A Nassau prosecutor hammered a local police benefactor on the stand Tuesday about why he asked for a police commander's help with his son's burglary case during a chance meeting at the U.S. Open golf tournament.
Gary Parker, who Monday testified that he regularly donated large sums of money to various law enforcement groups and picked up the tab at dinners for high-ranking Nassau police officials, said Tuesday that Second Deputy Commissioner William Flanagan agreed to look into the matter.
Parker was subpoenaed to testify at Flanagan's trial on misconduct charges in Nassau County Court. If Flanagan is convicted, he could be sentenced to up to 4 years in prison.
During his second day on the stand, Parker testified that he ran into Flanagan, a friend, at the tournament in Bethpage in June 2008. A month earlier, his son Zachary had stolen about $10,000 worth of equipment from John F. Kennedy High School in Bellmore.
Parker told prosecutor Bernadette Ford he sought Flanagan's advice on how to get the equipment returned to the school, something he believed would sway school officials not to press charges against his son. Flanagan agreed to look into the matter, Parker said Tuesday.

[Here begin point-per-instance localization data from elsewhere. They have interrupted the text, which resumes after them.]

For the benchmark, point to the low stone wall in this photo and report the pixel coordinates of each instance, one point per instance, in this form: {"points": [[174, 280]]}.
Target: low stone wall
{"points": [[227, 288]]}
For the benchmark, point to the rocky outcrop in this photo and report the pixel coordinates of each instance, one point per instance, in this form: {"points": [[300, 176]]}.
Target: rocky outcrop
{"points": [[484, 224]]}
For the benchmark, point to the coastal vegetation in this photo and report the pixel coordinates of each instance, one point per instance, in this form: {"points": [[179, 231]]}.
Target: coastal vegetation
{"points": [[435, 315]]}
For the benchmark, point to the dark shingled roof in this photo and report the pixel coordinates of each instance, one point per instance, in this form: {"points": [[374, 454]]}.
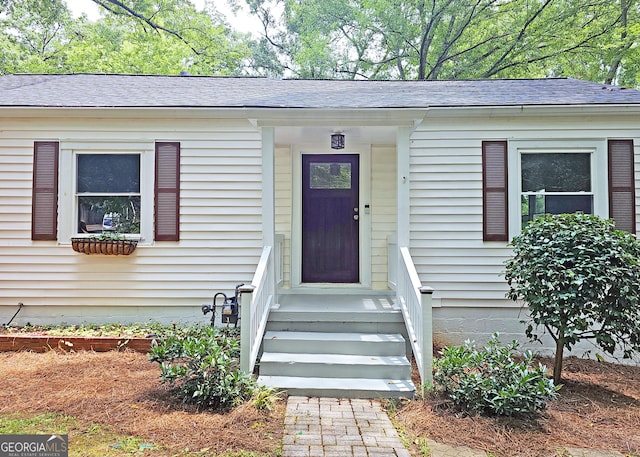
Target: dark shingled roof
{"points": [[138, 91]]}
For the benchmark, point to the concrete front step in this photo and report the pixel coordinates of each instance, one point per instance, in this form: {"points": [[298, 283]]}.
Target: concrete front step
{"points": [[334, 365], [341, 387], [339, 345], [389, 344]]}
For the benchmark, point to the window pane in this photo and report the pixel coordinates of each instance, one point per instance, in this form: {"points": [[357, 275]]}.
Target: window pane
{"points": [[109, 173], [556, 172], [330, 175], [537, 205], [102, 214]]}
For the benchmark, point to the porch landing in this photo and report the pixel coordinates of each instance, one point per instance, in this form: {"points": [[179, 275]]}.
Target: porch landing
{"points": [[330, 344]]}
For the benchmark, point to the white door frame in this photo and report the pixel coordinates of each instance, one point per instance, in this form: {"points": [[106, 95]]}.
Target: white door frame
{"points": [[364, 152]]}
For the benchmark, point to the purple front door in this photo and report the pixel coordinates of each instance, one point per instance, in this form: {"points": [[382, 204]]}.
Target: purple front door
{"points": [[330, 218]]}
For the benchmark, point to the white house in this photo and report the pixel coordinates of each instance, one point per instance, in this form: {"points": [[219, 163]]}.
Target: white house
{"points": [[208, 172]]}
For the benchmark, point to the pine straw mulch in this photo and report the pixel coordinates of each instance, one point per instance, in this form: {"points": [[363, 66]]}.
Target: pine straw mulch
{"points": [[122, 390], [598, 408]]}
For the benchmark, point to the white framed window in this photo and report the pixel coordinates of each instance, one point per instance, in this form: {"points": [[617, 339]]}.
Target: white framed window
{"points": [[556, 177], [108, 196]]}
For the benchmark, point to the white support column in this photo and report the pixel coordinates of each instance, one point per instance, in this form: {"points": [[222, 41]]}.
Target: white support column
{"points": [[426, 293], [403, 153]]}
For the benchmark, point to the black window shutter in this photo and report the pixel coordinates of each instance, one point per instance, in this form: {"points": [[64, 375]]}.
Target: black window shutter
{"points": [[622, 194], [495, 225], [167, 192], [44, 203]]}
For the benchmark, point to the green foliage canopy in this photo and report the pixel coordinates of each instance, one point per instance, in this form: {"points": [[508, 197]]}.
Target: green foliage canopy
{"points": [[453, 39], [579, 277]]}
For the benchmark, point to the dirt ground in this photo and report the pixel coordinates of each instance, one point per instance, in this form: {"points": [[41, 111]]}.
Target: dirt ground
{"points": [[599, 407], [123, 390]]}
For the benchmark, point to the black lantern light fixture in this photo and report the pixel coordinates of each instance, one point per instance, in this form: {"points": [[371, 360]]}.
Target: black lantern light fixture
{"points": [[337, 141]]}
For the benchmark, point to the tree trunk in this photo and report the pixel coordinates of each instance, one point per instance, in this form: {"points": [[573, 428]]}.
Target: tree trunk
{"points": [[557, 363]]}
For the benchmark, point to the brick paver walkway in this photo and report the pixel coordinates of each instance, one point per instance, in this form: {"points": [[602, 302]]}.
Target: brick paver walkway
{"points": [[331, 427]]}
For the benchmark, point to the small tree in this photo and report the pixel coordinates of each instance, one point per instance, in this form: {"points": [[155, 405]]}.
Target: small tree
{"points": [[580, 278]]}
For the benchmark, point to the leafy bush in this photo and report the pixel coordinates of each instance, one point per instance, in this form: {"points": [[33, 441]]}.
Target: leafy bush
{"points": [[202, 363], [492, 381]]}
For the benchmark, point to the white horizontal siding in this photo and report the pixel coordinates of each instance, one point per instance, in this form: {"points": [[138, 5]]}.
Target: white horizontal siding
{"points": [[446, 198], [221, 219]]}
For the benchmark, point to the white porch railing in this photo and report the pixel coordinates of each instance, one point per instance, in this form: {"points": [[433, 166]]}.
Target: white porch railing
{"points": [[255, 302], [415, 301]]}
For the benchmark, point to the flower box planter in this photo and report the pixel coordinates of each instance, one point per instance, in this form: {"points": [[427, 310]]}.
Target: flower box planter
{"points": [[104, 247]]}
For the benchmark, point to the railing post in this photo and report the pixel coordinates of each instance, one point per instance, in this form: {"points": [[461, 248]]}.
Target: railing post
{"points": [[246, 297], [426, 293]]}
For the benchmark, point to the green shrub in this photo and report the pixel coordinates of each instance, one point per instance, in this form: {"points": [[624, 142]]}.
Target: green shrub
{"points": [[202, 363], [494, 380]]}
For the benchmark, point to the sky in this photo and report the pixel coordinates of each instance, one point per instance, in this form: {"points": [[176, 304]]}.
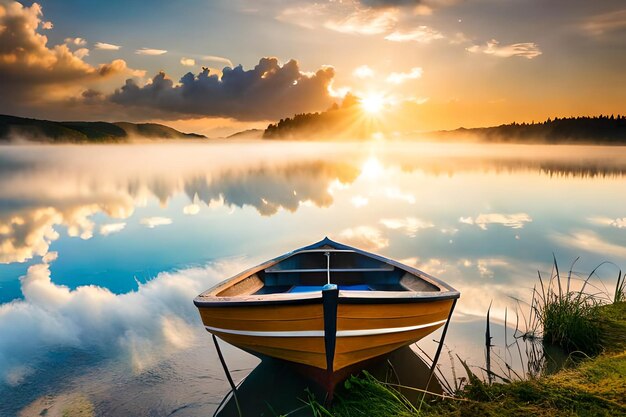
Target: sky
{"points": [[216, 67]]}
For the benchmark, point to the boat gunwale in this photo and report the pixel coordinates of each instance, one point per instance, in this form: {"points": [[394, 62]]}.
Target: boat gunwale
{"points": [[209, 298]]}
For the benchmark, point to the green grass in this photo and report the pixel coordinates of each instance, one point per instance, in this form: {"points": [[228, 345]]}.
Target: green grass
{"points": [[570, 318], [596, 386]]}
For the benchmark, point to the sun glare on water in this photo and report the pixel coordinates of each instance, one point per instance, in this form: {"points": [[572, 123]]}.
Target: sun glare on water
{"points": [[372, 103]]}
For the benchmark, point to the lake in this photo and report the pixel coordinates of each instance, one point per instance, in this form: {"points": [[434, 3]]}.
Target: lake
{"points": [[102, 248]]}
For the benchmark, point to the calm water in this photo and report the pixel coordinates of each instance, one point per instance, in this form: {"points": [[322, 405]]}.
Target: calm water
{"points": [[102, 248]]}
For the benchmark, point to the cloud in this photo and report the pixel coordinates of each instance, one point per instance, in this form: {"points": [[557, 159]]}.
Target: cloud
{"points": [[590, 241], [397, 194], [364, 237], [485, 266], [188, 62], [220, 59], [363, 72], [139, 327], [514, 221], [527, 50], [106, 46], [33, 72], [76, 41], [152, 222], [268, 91], [606, 23], [365, 22], [422, 34], [306, 16], [620, 223], [359, 201], [410, 225], [401, 77], [29, 233], [191, 209], [110, 228], [148, 51]]}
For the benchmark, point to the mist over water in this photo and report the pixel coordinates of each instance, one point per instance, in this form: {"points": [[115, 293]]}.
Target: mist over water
{"points": [[102, 248]]}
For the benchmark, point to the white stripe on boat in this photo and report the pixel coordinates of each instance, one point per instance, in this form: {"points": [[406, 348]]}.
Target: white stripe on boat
{"points": [[320, 333]]}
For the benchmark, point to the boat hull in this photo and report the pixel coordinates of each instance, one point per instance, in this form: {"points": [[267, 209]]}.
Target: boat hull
{"points": [[299, 333]]}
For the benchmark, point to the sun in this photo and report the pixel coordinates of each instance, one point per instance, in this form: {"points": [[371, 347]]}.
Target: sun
{"points": [[372, 103]]}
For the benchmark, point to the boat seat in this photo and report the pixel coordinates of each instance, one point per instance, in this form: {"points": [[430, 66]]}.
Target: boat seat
{"points": [[311, 288]]}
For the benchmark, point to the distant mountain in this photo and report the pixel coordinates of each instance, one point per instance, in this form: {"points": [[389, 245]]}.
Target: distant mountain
{"points": [[19, 128], [338, 122], [344, 122], [599, 130], [247, 134]]}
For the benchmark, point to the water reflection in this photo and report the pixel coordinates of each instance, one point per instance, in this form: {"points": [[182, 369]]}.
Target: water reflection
{"points": [[274, 388], [89, 229]]}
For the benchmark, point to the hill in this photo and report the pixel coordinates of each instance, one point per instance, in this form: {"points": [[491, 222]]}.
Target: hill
{"points": [[599, 130], [338, 122], [247, 134], [19, 128]]}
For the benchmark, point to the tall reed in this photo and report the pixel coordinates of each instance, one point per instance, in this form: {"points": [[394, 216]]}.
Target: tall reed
{"points": [[569, 318]]}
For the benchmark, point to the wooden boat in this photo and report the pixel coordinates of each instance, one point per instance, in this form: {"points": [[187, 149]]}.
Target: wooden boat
{"points": [[328, 308]]}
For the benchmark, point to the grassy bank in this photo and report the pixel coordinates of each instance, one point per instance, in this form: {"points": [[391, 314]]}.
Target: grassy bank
{"points": [[594, 386]]}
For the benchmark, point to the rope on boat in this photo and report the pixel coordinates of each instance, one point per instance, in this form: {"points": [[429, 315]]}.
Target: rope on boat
{"points": [[230, 379]]}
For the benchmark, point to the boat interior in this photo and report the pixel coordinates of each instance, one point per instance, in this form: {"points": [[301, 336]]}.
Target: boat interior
{"points": [[308, 270]]}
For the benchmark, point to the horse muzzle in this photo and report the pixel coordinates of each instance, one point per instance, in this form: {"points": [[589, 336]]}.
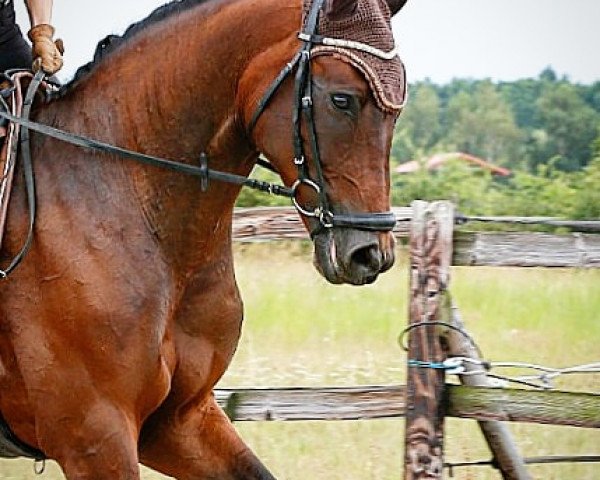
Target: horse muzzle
{"points": [[353, 256]]}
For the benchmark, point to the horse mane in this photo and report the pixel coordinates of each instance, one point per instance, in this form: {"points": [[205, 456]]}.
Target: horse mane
{"points": [[111, 42]]}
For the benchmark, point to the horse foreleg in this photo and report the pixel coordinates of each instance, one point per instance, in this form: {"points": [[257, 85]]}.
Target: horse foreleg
{"points": [[98, 446], [199, 443]]}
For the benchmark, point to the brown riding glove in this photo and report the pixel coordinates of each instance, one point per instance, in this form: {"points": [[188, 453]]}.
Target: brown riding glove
{"points": [[47, 53]]}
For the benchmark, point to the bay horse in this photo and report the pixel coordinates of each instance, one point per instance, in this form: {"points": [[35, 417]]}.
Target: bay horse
{"points": [[125, 312]]}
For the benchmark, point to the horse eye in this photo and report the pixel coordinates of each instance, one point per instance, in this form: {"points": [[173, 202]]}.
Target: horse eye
{"points": [[342, 101]]}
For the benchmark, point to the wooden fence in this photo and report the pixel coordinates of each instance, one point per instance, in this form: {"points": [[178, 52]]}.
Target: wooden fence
{"points": [[434, 247]]}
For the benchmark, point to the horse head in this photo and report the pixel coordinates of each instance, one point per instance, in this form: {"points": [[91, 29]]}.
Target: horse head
{"points": [[326, 124]]}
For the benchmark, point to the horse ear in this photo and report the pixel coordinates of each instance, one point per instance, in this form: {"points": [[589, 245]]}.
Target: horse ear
{"points": [[396, 5], [340, 9]]}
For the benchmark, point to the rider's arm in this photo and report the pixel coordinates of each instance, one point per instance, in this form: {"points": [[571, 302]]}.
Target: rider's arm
{"points": [[40, 11], [45, 49]]}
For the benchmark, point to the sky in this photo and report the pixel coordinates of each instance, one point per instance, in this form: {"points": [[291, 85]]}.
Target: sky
{"points": [[438, 39]]}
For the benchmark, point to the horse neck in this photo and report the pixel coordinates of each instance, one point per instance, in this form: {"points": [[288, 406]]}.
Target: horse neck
{"points": [[176, 100]]}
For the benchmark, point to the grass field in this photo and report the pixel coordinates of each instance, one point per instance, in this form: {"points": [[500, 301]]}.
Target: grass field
{"points": [[301, 331]]}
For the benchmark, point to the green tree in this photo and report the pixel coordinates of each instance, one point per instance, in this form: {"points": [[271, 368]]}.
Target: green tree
{"points": [[419, 125], [483, 124], [570, 125]]}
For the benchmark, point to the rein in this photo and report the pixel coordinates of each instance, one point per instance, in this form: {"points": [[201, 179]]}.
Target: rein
{"points": [[303, 108]]}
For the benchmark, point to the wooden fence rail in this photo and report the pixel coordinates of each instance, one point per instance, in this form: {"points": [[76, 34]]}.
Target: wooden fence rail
{"points": [[522, 249], [427, 398], [373, 402]]}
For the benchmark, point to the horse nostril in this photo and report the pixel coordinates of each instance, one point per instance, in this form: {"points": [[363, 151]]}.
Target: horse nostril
{"points": [[368, 257]]}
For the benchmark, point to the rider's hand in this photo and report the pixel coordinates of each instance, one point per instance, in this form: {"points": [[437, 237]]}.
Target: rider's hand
{"points": [[48, 51]]}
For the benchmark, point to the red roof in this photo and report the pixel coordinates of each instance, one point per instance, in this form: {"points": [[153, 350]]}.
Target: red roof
{"points": [[438, 160]]}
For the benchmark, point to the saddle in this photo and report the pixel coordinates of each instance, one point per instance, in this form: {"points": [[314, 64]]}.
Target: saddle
{"points": [[11, 98]]}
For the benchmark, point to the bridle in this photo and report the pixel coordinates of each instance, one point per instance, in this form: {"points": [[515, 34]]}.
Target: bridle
{"points": [[303, 108]]}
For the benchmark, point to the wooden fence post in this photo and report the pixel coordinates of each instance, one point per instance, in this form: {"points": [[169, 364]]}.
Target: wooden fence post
{"points": [[430, 257]]}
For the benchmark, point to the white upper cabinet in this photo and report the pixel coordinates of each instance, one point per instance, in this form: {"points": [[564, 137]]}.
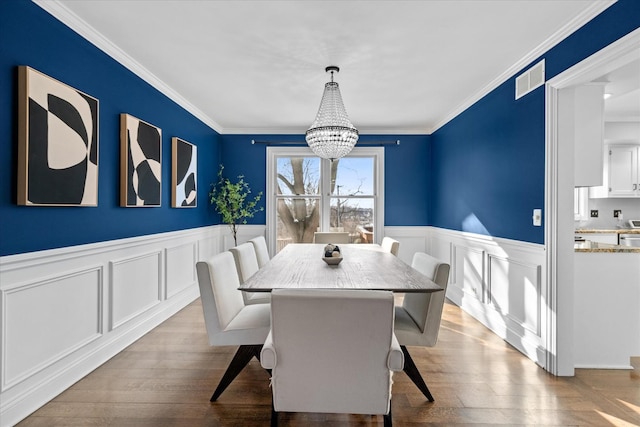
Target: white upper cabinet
{"points": [[588, 134], [624, 171], [621, 172]]}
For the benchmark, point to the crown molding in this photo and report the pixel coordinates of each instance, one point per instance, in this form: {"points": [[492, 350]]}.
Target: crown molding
{"points": [[73, 21], [70, 19], [579, 21], [301, 131]]}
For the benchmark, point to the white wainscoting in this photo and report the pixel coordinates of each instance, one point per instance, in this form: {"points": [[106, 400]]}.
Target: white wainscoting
{"points": [[500, 282], [66, 311]]}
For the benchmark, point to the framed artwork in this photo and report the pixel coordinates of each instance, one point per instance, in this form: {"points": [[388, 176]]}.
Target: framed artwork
{"points": [[57, 142], [184, 174], [140, 163]]}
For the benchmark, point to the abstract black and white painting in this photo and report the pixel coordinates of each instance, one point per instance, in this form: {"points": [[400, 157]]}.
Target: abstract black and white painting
{"points": [[184, 174], [58, 143], [140, 163]]}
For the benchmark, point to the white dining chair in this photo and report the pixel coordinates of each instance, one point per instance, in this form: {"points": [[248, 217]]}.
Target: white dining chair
{"points": [[331, 237], [417, 321], [331, 351], [247, 265], [227, 319], [390, 245], [262, 252]]}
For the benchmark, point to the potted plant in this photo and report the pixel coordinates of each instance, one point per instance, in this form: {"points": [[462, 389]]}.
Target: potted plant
{"points": [[230, 200]]}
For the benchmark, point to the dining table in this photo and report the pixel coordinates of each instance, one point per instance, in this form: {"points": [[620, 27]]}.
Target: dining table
{"points": [[363, 266]]}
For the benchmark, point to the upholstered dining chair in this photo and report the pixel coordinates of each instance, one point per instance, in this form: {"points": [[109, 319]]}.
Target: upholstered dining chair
{"points": [[262, 252], [227, 319], [390, 245], [247, 265], [331, 351], [417, 321], [330, 237]]}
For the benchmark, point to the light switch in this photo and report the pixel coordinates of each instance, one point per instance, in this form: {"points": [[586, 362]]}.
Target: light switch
{"points": [[537, 217]]}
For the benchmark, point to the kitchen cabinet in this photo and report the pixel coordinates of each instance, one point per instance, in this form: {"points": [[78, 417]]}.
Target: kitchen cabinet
{"points": [[624, 171], [621, 173], [611, 238]]}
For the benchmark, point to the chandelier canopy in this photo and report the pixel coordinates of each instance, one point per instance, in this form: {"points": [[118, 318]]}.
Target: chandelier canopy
{"points": [[331, 136]]}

A few months later, after several email exchanges, Flanagan told Parker it was done. Parker shot back, "THANK YOU!!!!!!"
And Flanagan responded, "de nada family," according to texts entered into the court record.
The next day, Parker testified, his wife delivered two $100 gift cards from Morton's Steakhouse to Flanagan, along with a state-of-the-art flashlight. Flanagan acknowledged receipt of them in an email, calling the gesture "[O]ver the top," according to evidence.
Parker also acknowledged that when a Long Island Press story alleging he had pulled strings so police wouldn't pursue his son's case was published in March 2011, he destroyed all the past emails on the hard drive of his work computer.
"It was probably morally the wrong thing to do," he said.